Editor's note: The following column originally appeared on The Resurgent website.
A federal magistrate in California has ordered Apple to rewrite iPhone software to allow a government backdoor into your phone.
We live in a day and age when hackers have infiltrated the American government’s computers routinely and stolen confidential information. Hackers prey on Android devices, Blackberries, etc. They steal information, add malware, and spy. Resourceful hackers can take over phones’ audio and cameras to spy with greater detail.
Apple has taken an approach with its iPhones to make them as secure for consumers as possible. Software is sandboxed, meaning various software on your phone cannot interact with each other. Fingerprint reader codes are stored on the phone and are not able to connect to the internet or other systems. Apple’s phones are very secure. They keep hackers out. They run reliably.

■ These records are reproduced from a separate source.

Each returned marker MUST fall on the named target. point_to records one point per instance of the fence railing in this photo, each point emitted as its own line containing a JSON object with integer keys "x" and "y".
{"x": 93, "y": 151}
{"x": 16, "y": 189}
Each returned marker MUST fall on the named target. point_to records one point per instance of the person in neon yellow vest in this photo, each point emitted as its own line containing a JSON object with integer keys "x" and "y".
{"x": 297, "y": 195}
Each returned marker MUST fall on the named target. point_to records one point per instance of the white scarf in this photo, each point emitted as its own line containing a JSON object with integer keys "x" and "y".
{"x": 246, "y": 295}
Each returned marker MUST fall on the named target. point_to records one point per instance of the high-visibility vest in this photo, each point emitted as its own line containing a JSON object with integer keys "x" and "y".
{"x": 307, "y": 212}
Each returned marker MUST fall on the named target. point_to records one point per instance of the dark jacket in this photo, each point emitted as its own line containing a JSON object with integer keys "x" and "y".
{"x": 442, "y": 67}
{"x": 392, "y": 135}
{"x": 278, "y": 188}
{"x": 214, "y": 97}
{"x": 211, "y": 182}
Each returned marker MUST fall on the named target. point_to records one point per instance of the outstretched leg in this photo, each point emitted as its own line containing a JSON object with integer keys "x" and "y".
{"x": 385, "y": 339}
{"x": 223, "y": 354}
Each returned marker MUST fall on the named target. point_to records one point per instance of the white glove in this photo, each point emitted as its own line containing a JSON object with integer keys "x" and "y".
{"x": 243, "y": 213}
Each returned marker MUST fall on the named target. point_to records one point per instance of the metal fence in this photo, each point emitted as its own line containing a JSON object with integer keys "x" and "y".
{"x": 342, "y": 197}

But because the phones keep hackers out, they make it harder for the government to break in during an emergency.
In the case at hand, one of the San Bernardino terrorists used an iPhone and the government wants access. Apple has given the government what it can give, but has not given direct access to the phone because it is not in Apple’s powers to give it. They designed the phone that way. They did not design a phone for terrorists, they designed a phone for consumers in an unsafe world where even super secure government servers can get hacked.
The federal magistrate wants Apple to redesign its software to make it less secure, less safe, and more easily hackable. Today, in an open letter, Apple is declining to do so. I agree with Apple.

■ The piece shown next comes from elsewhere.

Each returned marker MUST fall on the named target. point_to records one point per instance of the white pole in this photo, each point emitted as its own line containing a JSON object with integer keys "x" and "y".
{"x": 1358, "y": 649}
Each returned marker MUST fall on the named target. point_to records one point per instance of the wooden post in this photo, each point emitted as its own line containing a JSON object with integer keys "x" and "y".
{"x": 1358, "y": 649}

There are lots of terrible people out there from terrorists to child pornographers who might want an iPhone because they think the government will not be able to get access. But there are vastly more people out there who want to hack into my phone.
The government cannot keep its own servers secure. If the government gets a backdoor to my phone, it will not be able to keep the backdoor to itself.
I support Apple’s relentless pursuit of consumer privacy. Bad people are always going to do bad things. But good people should not see their privacy reduced as a result.